There are types of evil, did you know that? There is material evil, that which causes suffering without reference to humans but gravely affecting humans. Disease and poverty, calamities of any natural sort. Material evils. These we can’t do anything about. We have to accept that their existence is a mystery to us. Moral evil is different. It is caused by human beings. A person does something deliberately to another person to cause pain and torment. That is a moral evil. Now you came up here, Joe, to investigate your soul hoping to get closer to God because God is all good, all powerful, all healing, all merciful, and so on. He paused.
Right, I said.
So you have to wonder why a being of this immensity and power would allow this outrage—that one human being should be allowed by God to directly harm another human being.
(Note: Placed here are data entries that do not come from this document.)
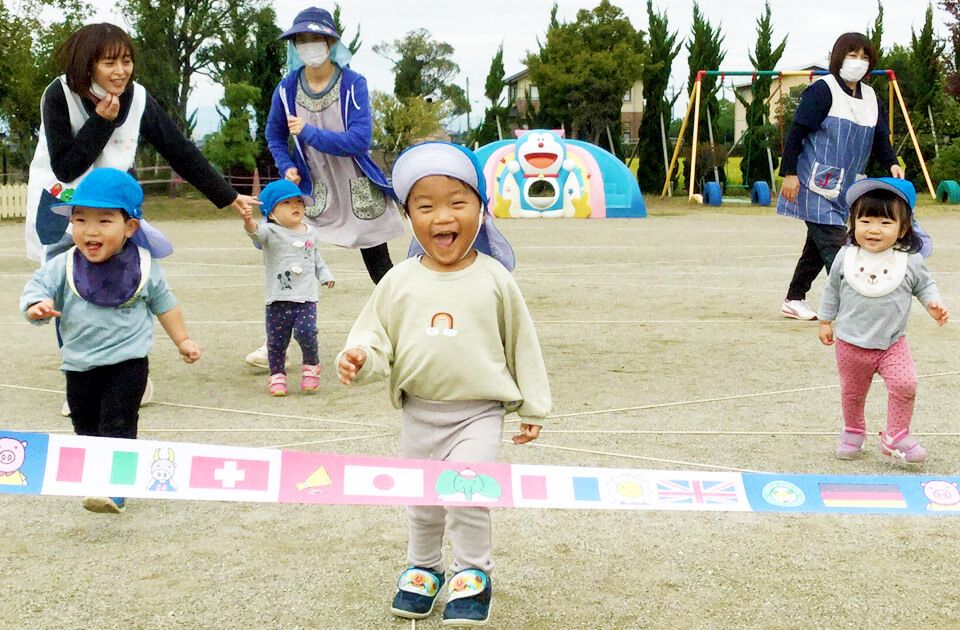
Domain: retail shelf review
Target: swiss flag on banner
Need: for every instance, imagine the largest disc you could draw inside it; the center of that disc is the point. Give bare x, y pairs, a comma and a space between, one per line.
229, 474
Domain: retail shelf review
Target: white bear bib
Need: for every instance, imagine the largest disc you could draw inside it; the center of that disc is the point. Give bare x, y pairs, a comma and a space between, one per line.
874, 274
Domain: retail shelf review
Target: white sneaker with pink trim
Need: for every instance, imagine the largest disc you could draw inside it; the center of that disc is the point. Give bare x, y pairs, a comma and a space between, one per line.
797, 309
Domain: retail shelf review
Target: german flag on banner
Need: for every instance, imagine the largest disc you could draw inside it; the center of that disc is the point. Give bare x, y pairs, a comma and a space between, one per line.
862, 495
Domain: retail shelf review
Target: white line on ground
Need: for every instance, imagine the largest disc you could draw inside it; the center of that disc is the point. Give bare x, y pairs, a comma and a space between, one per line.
649, 459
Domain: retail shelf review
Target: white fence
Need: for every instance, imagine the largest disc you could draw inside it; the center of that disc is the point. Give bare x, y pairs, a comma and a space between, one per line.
13, 201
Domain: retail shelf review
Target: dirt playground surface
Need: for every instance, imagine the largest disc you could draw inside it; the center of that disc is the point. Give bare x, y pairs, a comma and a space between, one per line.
678, 310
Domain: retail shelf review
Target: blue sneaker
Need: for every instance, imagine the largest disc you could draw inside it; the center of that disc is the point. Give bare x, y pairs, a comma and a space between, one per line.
417, 593
104, 505
468, 601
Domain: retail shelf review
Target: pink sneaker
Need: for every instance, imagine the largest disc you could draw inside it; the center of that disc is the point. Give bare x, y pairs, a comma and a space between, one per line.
902, 448
310, 379
851, 443
278, 384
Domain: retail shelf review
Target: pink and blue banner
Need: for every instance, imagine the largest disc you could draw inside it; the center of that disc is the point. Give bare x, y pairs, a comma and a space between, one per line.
72, 465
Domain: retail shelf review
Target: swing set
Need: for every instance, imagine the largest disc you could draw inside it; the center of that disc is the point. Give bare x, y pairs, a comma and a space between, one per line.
760, 193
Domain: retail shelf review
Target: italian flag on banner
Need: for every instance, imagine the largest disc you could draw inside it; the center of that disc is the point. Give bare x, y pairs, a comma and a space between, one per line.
82, 466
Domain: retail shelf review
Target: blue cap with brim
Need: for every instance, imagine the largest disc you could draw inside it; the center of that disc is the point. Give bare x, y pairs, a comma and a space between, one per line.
312, 20
276, 191
451, 160
901, 188
109, 188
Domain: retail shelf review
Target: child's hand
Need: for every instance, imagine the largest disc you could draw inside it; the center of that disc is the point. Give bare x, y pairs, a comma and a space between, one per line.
189, 350
938, 311
42, 310
528, 433
350, 363
826, 333
295, 125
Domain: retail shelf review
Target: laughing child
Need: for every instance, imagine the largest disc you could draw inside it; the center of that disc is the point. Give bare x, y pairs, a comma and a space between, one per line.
106, 290
451, 331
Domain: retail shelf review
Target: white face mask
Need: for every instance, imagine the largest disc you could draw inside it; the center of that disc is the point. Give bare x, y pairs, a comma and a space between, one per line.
313, 53
853, 69
97, 90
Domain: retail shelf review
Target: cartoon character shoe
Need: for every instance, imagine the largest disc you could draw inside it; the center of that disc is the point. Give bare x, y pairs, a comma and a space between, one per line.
104, 505
417, 593
310, 378
278, 384
851, 444
902, 448
468, 599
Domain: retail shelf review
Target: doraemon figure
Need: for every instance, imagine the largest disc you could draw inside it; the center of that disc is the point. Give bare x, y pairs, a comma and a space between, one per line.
541, 181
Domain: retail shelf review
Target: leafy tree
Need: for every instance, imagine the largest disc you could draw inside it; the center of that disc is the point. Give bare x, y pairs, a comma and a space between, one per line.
249, 52
663, 50
169, 36
422, 67
495, 117
584, 68
759, 134
355, 43
27, 43
399, 123
231, 147
706, 53
952, 61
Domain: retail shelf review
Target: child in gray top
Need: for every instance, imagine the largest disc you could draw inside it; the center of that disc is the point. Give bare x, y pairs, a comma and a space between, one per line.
865, 305
294, 269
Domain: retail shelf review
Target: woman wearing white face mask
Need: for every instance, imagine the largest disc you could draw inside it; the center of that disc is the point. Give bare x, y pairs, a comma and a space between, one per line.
839, 123
324, 105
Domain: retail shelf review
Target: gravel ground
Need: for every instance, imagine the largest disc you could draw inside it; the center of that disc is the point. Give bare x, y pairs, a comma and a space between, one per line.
681, 307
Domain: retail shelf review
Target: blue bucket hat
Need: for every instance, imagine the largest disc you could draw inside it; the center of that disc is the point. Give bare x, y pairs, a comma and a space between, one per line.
312, 20
451, 160
110, 188
902, 188
275, 192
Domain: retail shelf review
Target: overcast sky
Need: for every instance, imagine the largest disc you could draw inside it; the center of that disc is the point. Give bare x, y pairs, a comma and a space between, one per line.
476, 29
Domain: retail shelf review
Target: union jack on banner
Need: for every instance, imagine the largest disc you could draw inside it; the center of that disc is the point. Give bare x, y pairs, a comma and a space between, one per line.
696, 492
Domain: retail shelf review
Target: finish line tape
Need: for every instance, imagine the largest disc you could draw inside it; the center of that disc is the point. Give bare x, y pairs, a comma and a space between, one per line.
72, 465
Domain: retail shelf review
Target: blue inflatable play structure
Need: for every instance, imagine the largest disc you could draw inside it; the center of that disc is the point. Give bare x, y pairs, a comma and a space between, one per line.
542, 175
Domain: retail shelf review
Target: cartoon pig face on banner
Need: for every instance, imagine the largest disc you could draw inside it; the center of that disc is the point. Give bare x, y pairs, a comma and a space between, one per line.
12, 454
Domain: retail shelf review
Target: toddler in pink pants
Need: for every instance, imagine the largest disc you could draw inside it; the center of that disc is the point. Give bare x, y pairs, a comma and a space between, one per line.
865, 307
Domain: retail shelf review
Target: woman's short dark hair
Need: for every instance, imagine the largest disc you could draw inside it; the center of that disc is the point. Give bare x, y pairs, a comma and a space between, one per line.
886, 205
82, 50
852, 42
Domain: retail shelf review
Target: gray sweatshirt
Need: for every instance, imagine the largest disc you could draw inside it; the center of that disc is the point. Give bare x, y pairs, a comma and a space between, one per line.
294, 268
874, 322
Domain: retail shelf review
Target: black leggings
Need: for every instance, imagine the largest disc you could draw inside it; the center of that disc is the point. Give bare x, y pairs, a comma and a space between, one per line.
105, 401
823, 243
377, 260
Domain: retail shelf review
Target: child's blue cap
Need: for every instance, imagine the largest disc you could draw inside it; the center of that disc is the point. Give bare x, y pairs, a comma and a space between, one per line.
275, 192
452, 160
312, 20
105, 188
109, 188
902, 188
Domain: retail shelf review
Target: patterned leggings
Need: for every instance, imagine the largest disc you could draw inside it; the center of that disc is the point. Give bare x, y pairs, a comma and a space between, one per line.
300, 318
894, 365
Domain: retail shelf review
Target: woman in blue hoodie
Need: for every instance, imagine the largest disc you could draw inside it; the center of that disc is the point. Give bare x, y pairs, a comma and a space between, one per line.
324, 105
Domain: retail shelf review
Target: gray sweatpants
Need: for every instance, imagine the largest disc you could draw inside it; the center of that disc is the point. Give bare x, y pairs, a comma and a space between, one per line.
467, 431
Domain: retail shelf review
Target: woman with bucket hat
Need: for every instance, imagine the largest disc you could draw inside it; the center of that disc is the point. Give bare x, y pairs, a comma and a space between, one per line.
324, 105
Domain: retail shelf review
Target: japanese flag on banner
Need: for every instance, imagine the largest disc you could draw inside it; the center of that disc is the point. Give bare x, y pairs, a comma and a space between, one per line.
382, 481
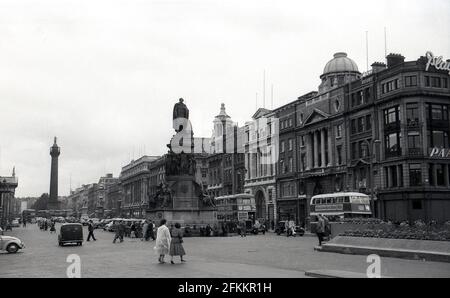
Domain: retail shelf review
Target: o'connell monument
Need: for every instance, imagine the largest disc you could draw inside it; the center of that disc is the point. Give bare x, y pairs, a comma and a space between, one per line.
53, 203
180, 198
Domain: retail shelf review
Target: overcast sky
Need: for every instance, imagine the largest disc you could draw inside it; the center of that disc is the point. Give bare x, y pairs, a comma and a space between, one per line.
103, 75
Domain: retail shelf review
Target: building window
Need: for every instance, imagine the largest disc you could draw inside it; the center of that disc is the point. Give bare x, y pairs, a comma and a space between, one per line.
440, 177
353, 99
361, 125
390, 86
411, 81
391, 115
353, 126
417, 205
394, 176
338, 131
369, 122
437, 138
412, 113
415, 174
360, 97
413, 140
355, 149
303, 161
302, 141
367, 95
437, 112
392, 143
339, 155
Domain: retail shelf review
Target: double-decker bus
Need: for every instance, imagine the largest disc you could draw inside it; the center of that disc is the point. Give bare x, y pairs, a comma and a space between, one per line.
235, 208
342, 205
28, 215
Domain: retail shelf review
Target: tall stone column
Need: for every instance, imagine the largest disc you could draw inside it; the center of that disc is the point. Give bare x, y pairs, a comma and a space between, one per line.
309, 150
434, 174
316, 149
446, 182
330, 148
389, 184
322, 148
53, 199
399, 176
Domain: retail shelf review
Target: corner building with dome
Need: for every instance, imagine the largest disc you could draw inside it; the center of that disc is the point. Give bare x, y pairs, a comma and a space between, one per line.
384, 133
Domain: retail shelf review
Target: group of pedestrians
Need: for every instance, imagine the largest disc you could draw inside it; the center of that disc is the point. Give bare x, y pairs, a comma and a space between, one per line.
46, 224
169, 242
322, 227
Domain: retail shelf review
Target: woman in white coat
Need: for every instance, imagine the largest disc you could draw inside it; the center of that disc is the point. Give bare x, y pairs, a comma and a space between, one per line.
162, 241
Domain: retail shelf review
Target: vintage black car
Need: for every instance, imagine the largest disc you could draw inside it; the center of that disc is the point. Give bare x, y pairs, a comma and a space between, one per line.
71, 233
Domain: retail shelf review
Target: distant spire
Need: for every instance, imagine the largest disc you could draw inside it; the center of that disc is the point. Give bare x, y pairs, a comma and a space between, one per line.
222, 113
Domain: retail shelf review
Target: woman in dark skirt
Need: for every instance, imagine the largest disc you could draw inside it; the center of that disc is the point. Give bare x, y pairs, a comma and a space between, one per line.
176, 246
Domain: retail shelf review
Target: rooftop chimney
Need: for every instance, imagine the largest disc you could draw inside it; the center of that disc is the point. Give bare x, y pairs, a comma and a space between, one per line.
378, 66
394, 59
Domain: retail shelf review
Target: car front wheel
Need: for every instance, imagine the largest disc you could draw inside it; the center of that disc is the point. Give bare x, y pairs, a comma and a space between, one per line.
12, 248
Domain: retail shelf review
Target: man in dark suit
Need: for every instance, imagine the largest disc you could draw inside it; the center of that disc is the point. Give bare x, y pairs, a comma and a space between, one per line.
91, 231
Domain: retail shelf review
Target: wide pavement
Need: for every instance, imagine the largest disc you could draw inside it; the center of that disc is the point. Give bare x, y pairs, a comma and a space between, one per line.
264, 256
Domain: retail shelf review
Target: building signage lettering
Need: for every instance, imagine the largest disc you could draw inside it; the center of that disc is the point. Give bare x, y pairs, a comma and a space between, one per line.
440, 152
438, 62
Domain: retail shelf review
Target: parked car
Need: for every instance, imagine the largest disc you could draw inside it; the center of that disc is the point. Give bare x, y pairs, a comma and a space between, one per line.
10, 244
280, 229
15, 223
71, 233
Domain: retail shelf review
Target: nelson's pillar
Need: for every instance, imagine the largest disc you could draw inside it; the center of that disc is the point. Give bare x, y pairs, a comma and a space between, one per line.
53, 203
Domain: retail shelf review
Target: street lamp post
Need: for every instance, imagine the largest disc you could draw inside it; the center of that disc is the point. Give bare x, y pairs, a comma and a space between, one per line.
371, 148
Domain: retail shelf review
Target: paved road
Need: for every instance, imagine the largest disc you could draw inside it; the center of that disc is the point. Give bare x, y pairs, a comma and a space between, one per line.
262, 256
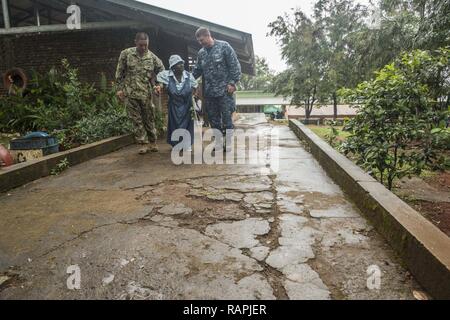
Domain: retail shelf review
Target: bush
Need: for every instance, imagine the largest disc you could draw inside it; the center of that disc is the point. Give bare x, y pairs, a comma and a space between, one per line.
399, 129
55, 100
107, 123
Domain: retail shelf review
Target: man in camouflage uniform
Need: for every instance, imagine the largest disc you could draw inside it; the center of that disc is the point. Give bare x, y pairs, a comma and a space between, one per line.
217, 62
135, 77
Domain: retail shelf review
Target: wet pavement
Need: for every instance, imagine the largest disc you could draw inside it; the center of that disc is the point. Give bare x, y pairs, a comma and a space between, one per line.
140, 227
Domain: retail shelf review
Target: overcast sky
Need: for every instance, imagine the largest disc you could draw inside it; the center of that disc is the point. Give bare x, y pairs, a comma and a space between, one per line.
251, 16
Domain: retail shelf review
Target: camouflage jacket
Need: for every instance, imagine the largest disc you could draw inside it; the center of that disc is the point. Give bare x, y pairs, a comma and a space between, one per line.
219, 67
134, 73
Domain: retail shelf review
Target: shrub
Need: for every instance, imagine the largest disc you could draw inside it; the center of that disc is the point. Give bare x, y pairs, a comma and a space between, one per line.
398, 130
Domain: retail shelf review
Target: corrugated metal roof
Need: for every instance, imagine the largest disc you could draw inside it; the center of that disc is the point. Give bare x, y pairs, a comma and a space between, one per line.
183, 26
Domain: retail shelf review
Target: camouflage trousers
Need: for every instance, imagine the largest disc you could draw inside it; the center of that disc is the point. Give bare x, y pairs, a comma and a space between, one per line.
142, 114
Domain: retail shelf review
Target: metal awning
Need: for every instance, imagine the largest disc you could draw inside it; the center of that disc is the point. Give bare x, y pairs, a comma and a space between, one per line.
31, 16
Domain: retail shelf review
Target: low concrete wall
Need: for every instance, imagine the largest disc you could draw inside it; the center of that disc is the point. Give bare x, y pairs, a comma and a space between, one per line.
424, 248
20, 174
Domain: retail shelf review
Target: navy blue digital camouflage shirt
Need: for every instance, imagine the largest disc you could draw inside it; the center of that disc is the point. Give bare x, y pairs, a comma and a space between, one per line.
219, 67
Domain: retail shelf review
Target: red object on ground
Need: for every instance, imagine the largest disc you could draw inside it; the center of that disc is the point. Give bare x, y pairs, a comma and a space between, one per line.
5, 156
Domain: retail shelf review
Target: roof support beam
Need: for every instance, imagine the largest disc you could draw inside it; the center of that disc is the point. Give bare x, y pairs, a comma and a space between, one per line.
63, 27
5, 10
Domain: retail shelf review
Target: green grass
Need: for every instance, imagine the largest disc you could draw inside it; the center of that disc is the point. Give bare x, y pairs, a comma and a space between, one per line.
254, 94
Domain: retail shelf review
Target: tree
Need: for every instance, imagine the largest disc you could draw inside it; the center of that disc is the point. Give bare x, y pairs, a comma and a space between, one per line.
400, 123
263, 77
339, 20
301, 47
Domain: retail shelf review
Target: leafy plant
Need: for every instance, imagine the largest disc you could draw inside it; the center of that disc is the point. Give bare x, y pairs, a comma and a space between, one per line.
399, 127
331, 137
60, 167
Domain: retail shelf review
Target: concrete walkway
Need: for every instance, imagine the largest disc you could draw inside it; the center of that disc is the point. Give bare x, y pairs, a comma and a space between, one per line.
140, 227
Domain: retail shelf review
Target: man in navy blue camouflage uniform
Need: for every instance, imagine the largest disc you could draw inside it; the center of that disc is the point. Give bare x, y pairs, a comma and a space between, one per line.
219, 66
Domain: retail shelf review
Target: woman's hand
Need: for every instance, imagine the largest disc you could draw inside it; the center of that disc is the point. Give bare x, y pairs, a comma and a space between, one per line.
231, 89
157, 90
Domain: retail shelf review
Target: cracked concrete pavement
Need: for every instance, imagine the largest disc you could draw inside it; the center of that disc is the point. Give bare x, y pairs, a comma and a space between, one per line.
140, 227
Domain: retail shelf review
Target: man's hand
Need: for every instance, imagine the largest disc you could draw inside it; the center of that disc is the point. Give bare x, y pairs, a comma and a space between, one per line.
157, 89
231, 89
121, 95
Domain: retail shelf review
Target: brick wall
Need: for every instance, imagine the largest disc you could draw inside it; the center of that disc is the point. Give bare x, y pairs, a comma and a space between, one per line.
92, 52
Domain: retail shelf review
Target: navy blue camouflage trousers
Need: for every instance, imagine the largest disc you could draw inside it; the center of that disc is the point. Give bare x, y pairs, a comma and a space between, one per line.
220, 112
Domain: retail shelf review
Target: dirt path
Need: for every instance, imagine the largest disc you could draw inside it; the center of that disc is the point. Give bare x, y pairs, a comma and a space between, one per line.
143, 228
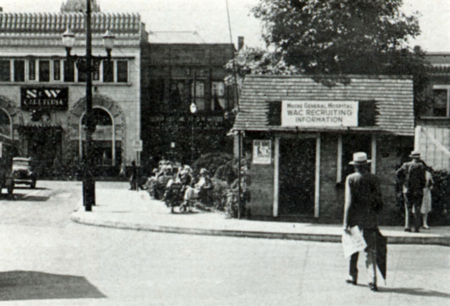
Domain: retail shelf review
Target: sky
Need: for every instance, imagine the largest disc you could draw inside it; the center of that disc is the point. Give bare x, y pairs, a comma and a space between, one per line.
209, 18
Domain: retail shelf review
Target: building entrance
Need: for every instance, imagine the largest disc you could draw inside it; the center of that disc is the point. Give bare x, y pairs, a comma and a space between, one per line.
297, 176
43, 145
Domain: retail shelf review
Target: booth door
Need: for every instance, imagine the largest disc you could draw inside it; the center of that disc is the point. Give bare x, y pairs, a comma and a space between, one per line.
297, 176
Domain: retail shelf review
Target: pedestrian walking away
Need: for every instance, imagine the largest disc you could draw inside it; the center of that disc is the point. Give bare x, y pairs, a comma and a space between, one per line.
427, 200
363, 203
133, 178
413, 179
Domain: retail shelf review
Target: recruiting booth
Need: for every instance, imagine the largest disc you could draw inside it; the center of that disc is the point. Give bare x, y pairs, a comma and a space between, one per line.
302, 131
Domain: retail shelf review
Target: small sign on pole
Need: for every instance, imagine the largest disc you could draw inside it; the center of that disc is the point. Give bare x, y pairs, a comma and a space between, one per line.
137, 145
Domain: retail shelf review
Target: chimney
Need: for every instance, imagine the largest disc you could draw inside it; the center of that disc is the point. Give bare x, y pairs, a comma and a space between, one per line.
240, 42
Something hurt in me, shot straight through me. I kept walking, my head down.
The only answer to this, and it isn’t an entire answer, said Father Travis, is that God made human beings free agents. We are able to choose good over evil, but the opposite too. And in order to protect our human freedom, God doesn’t often, very often at least, intervene. God can’t do that without taking away our moral freedom. Do you see?
No. But yeah.
The only thing that God can do, and does all of the time, is to draw good from any evil situation.
I went cold.
He does, said Father Travis, his voice rising a little. In every instance, Joe. In every heart-soaking instance. As the priest here you know well I have buried infants and whole families killed in car accidents and young people who made terrible choices, and even people who got lucky enough to die old. Yes, I’ve seen it. Every time there is an evil, much good comes of it—people in these circumstances choose to do an extra amount of good, show unusual love, become stronger in their devotion to Jesus, or to their own favorite saint, or attain an unusual communion of some sort in their families. I have seen it in people who go their own ways, your traditionals, and never come to mass except for funerals. I admire them. They come to the wakes. Even if they are so poor they have nothing, they give the last of their nothing to another human. We are never so poor that we cannot bless another human, are we? So it is that every evil, whether moral or material, results in good. You’ll see.
I stopped walking. I looked at the field, not at Father Travis. I shifted the book he’d given me from hand to hand. I felt like throwing it. Gophers were popping up and down, uttering their cheerful tweets.
I’d sure like to shoot some gophers, I said through my teeth.
We won’t be doing that, Joe, said Father Travis.
Our dusty old midsummer reservation town sparkled all washed clean as I rode down the hill, past the BIA houses, up the road past the water tower place toward the Lafournais spread. There were three Lafournais allotments bordering on one another and although they were divided many times they never did go out of the family. The houses were connected by threads of roads and trails, but Doe’s was the main house, the ranch style closest to the road, and Cappy was there leaning on the deck rail with his shirt open and a set of free weights on the decking by his feet.
I stopped, sat back on my bike seat.
Any girls come by to watch you pump iron?
Nobody came by, said Cappy. Nobody worth this vision.
He pretended to rip his shirt open and pounded his smooth chest. He was better since last week—he had got two letters from Zelia.